Wouldn’t it make sense to mandate a series of short sections, one by one ? Eventually you might have a clean street,.. maybe not in our lifetimes but eventually. Any better solutions?
Ted, and Max,
Not all that Holy !
Just how likely is it that over the next 12 years we will have lined up enough ‘when and if special permits’ that the balance will be swung to accomplish the cleaning up of this mess? Limit access, develop round- abouts, turning lanes, sidewalks, crosswalks, plant flowers and trees, ( Frank Lloyd Wright said that ‘Physicians can bury their mistakes, Architects can only plant ivy” ) etc etc. Trick it up as much as you can, you will still be left with an ugly thoroughfare. Bite the bullet,and do it right or don’t worry about it, just forget about it and let ‘nature’ take it’s course,.. as for years it has been allowed to do.
Wouldn’t it make sense to mandate a series of short sections, one by one ? Eventually you might have a clean street,.. maybe not in our lifetimes but eventually. Any better solutions?
MassDOT website has this on Project # 606635, schedule construction winter 2017/2018
http://www.mhd.state.ma.us/default.asp?pgid=content/projectsRoot&sid=wrapper&iid=http://www.mhd.state.ma.us//ProjectInfo/
Sorry, that link only gets you to the search page. Insert Newton, click, and then scroll down to 606635.
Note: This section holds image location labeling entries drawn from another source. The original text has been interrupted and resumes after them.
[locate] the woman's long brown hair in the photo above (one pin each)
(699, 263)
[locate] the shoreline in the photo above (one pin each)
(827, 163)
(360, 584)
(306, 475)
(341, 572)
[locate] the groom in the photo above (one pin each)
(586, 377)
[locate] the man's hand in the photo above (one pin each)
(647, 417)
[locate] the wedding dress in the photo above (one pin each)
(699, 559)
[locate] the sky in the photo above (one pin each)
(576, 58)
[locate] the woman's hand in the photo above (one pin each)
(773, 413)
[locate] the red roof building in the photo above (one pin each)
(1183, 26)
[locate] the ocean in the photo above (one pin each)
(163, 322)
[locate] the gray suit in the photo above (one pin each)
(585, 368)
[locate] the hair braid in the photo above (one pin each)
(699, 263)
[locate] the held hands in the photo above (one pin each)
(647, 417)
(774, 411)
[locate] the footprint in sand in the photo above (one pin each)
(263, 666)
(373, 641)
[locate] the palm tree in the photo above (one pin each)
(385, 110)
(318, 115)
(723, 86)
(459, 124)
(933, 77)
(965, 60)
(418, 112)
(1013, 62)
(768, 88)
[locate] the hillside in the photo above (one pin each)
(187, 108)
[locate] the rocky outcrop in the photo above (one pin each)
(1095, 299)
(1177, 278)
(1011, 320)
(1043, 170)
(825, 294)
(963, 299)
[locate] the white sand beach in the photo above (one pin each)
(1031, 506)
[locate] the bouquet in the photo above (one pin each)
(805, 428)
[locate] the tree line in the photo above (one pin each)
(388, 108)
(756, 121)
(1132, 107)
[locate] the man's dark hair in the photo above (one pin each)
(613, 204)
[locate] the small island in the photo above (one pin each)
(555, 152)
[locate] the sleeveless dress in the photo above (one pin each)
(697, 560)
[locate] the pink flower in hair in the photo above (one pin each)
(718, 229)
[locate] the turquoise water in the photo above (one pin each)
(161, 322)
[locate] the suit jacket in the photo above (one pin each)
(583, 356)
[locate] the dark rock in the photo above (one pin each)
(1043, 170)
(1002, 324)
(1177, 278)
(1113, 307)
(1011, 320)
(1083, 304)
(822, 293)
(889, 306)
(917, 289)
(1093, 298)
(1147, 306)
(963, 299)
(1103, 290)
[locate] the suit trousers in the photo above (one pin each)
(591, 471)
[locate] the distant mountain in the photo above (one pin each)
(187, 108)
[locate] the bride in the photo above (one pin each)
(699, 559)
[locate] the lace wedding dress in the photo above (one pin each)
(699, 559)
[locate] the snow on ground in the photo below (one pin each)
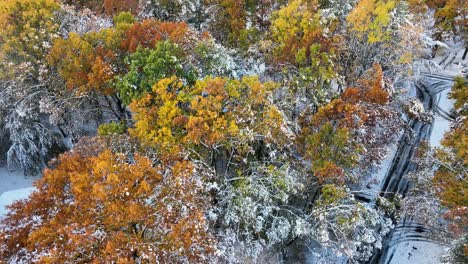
(427, 252)
(415, 252)
(374, 184)
(13, 186)
(9, 197)
(441, 124)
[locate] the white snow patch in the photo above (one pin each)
(9, 197)
(417, 252)
(13, 186)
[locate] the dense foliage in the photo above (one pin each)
(215, 130)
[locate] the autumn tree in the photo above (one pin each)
(232, 127)
(28, 29)
(96, 205)
(89, 62)
(148, 66)
(300, 39)
(334, 138)
(380, 32)
(108, 7)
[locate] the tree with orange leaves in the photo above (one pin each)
(334, 138)
(96, 205)
(231, 127)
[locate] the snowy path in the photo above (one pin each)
(13, 186)
(410, 242)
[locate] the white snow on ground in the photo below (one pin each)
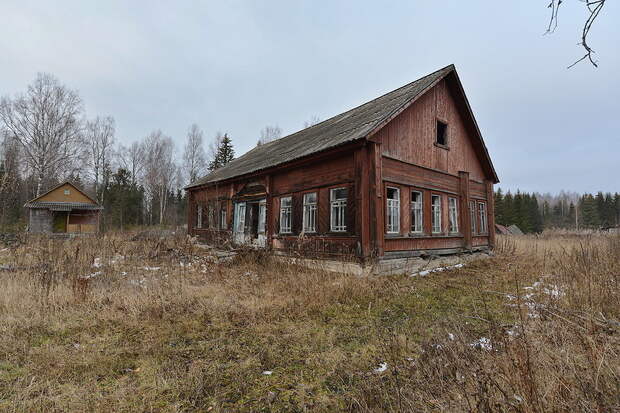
(482, 343)
(439, 269)
(382, 367)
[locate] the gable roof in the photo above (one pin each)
(357, 123)
(34, 201)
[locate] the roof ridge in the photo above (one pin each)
(451, 66)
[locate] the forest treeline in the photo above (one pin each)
(535, 212)
(46, 139)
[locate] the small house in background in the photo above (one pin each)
(501, 229)
(64, 209)
(405, 175)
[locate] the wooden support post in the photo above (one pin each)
(268, 212)
(491, 212)
(377, 227)
(362, 201)
(465, 213)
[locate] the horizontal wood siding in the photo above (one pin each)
(411, 135)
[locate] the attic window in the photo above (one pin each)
(442, 133)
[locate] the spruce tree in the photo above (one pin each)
(224, 153)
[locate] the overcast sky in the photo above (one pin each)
(236, 66)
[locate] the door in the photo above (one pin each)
(239, 223)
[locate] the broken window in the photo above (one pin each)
(393, 210)
(310, 212)
(223, 224)
(436, 213)
(482, 209)
(442, 133)
(199, 216)
(453, 215)
(338, 202)
(416, 212)
(286, 218)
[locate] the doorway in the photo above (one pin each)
(249, 222)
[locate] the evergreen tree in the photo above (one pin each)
(224, 153)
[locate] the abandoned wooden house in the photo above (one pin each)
(404, 175)
(64, 209)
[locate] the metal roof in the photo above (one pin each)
(347, 127)
(62, 206)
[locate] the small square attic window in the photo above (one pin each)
(442, 133)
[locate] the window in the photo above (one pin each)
(338, 206)
(417, 223)
(442, 133)
(472, 216)
(286, 206)
(482, 209)
(223, 224)
(393, 210)
(310, 212)
(199, 216)
(453, 215)
(240, 228)
(262, 209)
(436, 213)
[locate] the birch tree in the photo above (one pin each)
(132, 159)
(194, 158)
(99, 136)
(159, 172)
(46, 122)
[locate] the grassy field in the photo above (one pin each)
(163, 326)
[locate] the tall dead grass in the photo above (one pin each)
(163, 325)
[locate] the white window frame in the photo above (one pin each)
(482, 211)
(240, 211)
(392, 212)
(223, 223)
(198, 216)
(436, 214)
(309, 213)
(473, 216)
(453, 215)
(286, 227)
(417, 208)
(338, 210)
(262, 214)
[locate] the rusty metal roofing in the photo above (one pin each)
(63, 206)
(349, 126)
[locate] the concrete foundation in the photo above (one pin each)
(389, 266)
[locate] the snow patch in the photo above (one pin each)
(382, 367)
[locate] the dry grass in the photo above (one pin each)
(533, 329)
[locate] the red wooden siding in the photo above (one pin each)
(411, 135)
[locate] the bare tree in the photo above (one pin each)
(269, 133)
(594, 9)
(194, 158)
(99, 136)
(132, 159)
(159, 172)
(46, 123)
(312, 121)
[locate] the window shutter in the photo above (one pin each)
(350, 211)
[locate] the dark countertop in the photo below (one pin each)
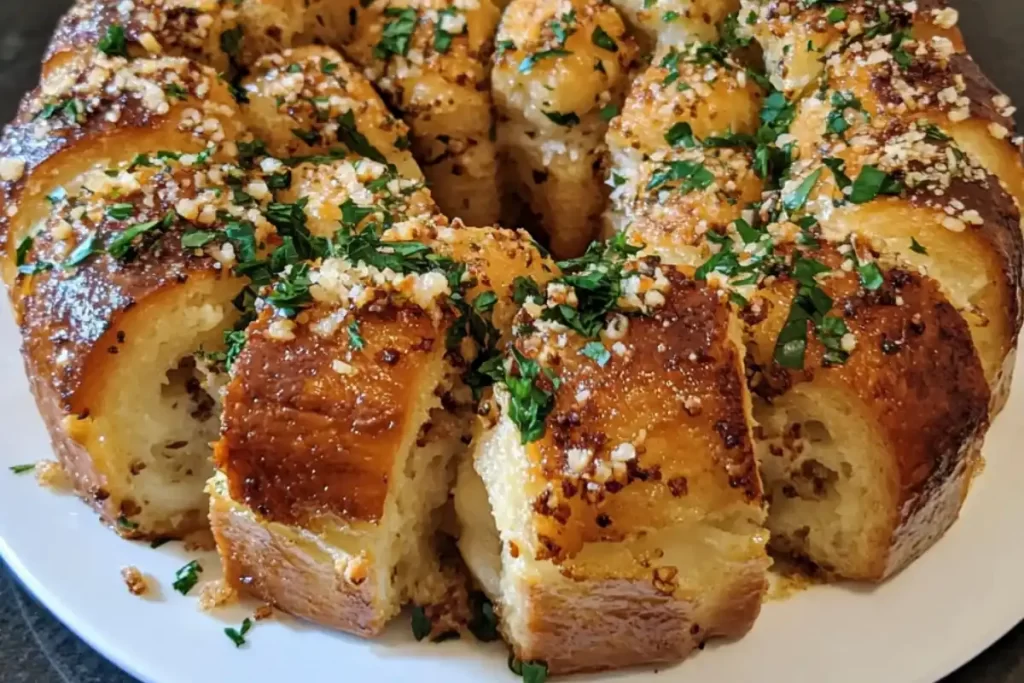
(37, 648)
As long as the state owns the road, there is not much the city can do other than ask developers to contribute to the cost when and if undergrounding of utilities gets state funding. If and when Needham Street is turned over to the city we can have a different conversation.
But if we were to mandate undergrounding of utilities, who would you suggest should pay for the cost? The taxpayers, the property owners, or some combination of both?
The property owners are presumably the tax payers here. And they are the ones who would stand to gain with increased attraction to their or their lessees businesses.